**Goal**: To find the counts of species not represented across all orthologous regions. Reason species are not represented in a given region include:
* The motif is too short
* The sequence ended
* The score is below the threshold of 7

**Methodology**: Import the data from csv. Iterating through all elements with the same region, extract species that have TFBS == yes into a list and compare the list to a list of all species in the region. Find the species included in the original list but not in the TFBS list. These are the species that are not represented in the orthologous region by our threshold of score == 7. Use this method across every region and tally the species when they are not represented. 

In [16]:
import numpy as np

In [2]:
import pandas as pd
#This is just a quick check to make sure my code works. Orth and Original are taken from region VT15159. I confirmed that the 
#output of this cell is consistent with my manual check of the species not contained in the original list.

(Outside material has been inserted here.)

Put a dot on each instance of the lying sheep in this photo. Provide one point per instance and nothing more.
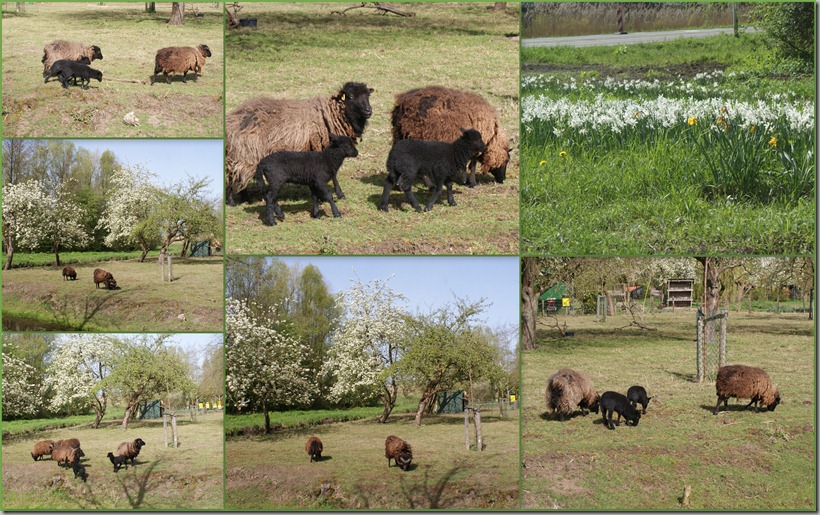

orth = pd.read_csv("data/orth.csv") 
original = pd.read_csv("data/original.csv") 
[i for i in original["species"] if i not in list(orth["species"])]

['MEMB002F', 'MEMB004B', 'MEMB004E', 'MEMB005D', 'MEMB006A', 'MEMB006C']

In [4]:
data = pd.read_csv("data/all_data_bcd_2019_10_01_after_QC.csv")
data.head()

Unnamed: 0,strand,align_position,score,region,enhancer_func,species,raw_position,raw_seq,before_seq,after_seq,TFBS_called
0,positive,972,-8.157841,VT14010,0,MEMB002A,376,CAACCT,AATTGC,AGCAAT,no
1,positive,972,-0.436742,VT14010,0,MEMB002B,375,CAATCT,AATTGC,AGCAAT,no
2,positive,972,-8.157841,VT14010,0,MEMB002C,376,CAACCT,AATTGC,AGCAAT,no
3,positive,972,7.351161,VT14010,0,MEMB002D,376,TAATCT,AATTGC,AGCAAT,yes
4,positive,972,3.891729,VT14010,0,MEMB002E,376,TAATCG,AATAGC,AGCTAT,no


In [6]:
#The number of unique regions. We have to iterate through all 2264 of them in order to find the tallies of non-represented
#species
unique_regions = data["region"].unique()
len(unique_regions)

2264

In [7]:
not_included = {} #This dictionary will contain the tally of non-represented species
for region in unique_regions:
    temp = data[data["region"] == region] #filter the data to get elements in that specific region
    temp_tfbs = temp[temp["TFBS_called"] == "yes"] #filter temp to get rows corresponding to TFBS
    orth = temp_tfbs["species"].unique() #get unique species from TFBS == yes rows
    original = temp["species"].unique() #get unique species from the entire region

#if a species is in the region but not represented in the orthologous region, increase its tally by one
    for i in original:
        if i not in orth:
            if i not in not_included:
                not_included[i] = 0
            else:
                not_included[i] += 1

In [8]:
#sort the dictionary in increasing order to find the most and least represented species
sorted(not_included.items(), key=lambda kv: kv[1])

[('MEMB006B', 405),
 ('MEMB003B', 410),
 ('MEMB007C', 416),
 ('MEMB006A', 420),
 ('MEMB002D', 427),
 ('MEMB002E', 431),
 ('MEMB003D', 433),
 ('MEMB003F', 433),
 ('MEMB004B', 434),
 ('MEMB005D', 434),
 ('MEMB005B', 437),
 ('MEMB003A', 438),
 ('MEMB007D', 440),
 ('dkik', 440),
 ('MEMB006C', 443),
 ('MEMB002B', 445),
 ('MEMB004E', 445),
 ('MEMB008C', 456),
 ('MEMB002C', 457),
 ('MEMB007B', 460),
 ('MEMB004A', 464),
 ('MEMB002A', 466),
 ('MEMB003C', 473),
 ('MEMB002F', 478)]

In [21]:
print("Total tally of non-representation: ", sum(not_included.values()))
print("Percentage of total database: ", sum(not_included.values()) / len(data))
avg = sum(not_included.values()) / len(not_included)
print("Average count of non-representation: ", avg)
print("Average percentage of non-represented regions: ", avg / len(unique_regions))

Total tally of non-representation:  10585
Percentage of total database:  0.0264524480697335
Average count of non-representation:  441.0416666666667
Average percentage of non-represented regions:  0.1948063898704358


**Conclusion**: We can observe that all species are pretty much evenly non-represented, with a range of 73. The least represented species is MEMB002F with a tally of 478 (which corresponds to 21% of all regions) and the most represented species is MEMB006B with a tally of 405 (which corresponds to 17% of all regions).  The total number of times a species is not represented is 10585, which is roughly 2% of our entire database. This is pretty low, and an indicator that our scoring system is working well. However on average, species are not represented in roughly 19% of regions. Can this number be lower?